Morey-Olivé et al. [29] described a clinical case of a 2-month-old girl with itchy acute urticaria skin lesions lasting 4 days and accompanied by a slight fever. The girl had contact with two people with confirmed SARS-CoV-2 infection. The urticaria initially occurred on the face and upper limbs and subsequently spread to the trunk and lower limbs. The palms and soles remained free of lesions and no angioedema was found. After oral symptomatic treatment, all symptoms disappeared within 5 days.
Conclusions
An increasing number of publications regarding skin lesions in the course of COVID-19 are describing skin lesions occurring in children. The preceding examples show that both the morphology and prevalence of particular dermatoses in the course of COVID-19 is different in children compared to these found in adults.

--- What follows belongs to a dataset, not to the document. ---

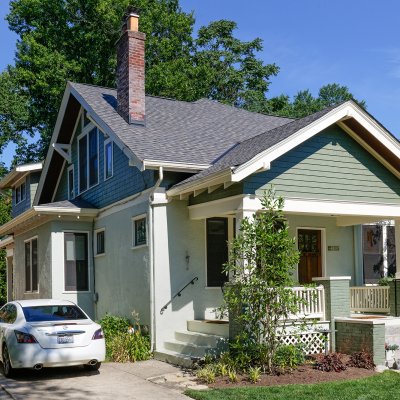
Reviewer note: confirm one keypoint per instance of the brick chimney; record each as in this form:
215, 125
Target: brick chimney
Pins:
130, 70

In many cases, skin lesions are the only visible manifestation of the disease in the paediatric population, and RT-PCR tests from nasopharyngeal swabs and serological tests confirming SARS-CoV-2 infection may be negative.
However, the histopathological picture of acute chilblain-like lesions and erythema multiforme-like lesions in children shows similarity to vascular lesions in adult patients with severe COVID-19.
While symptoms in the paediatric population are typically mild, there is an increasing number of reports of severe COVID-19 in the form of multi-systemic inflammatory disease resembling an incomplete picture of Kawasaki disease, most probably related to SARS-CoV-2 infection.
Case reports of clinical skin lesions in the course of COVID-19 in children indicates that there is a need for large, comprehensive studies confirming the characteristics and prevalence of dermatoses associated with SARS-CoV-2 infection. Precise and rapid diagnosis, including skin lesions, may prove to be crucial for rapid medical intervention to prevent further spread of the disease, especially in the paediatric population, where skin lesions may be the only manifestation of COVID-19.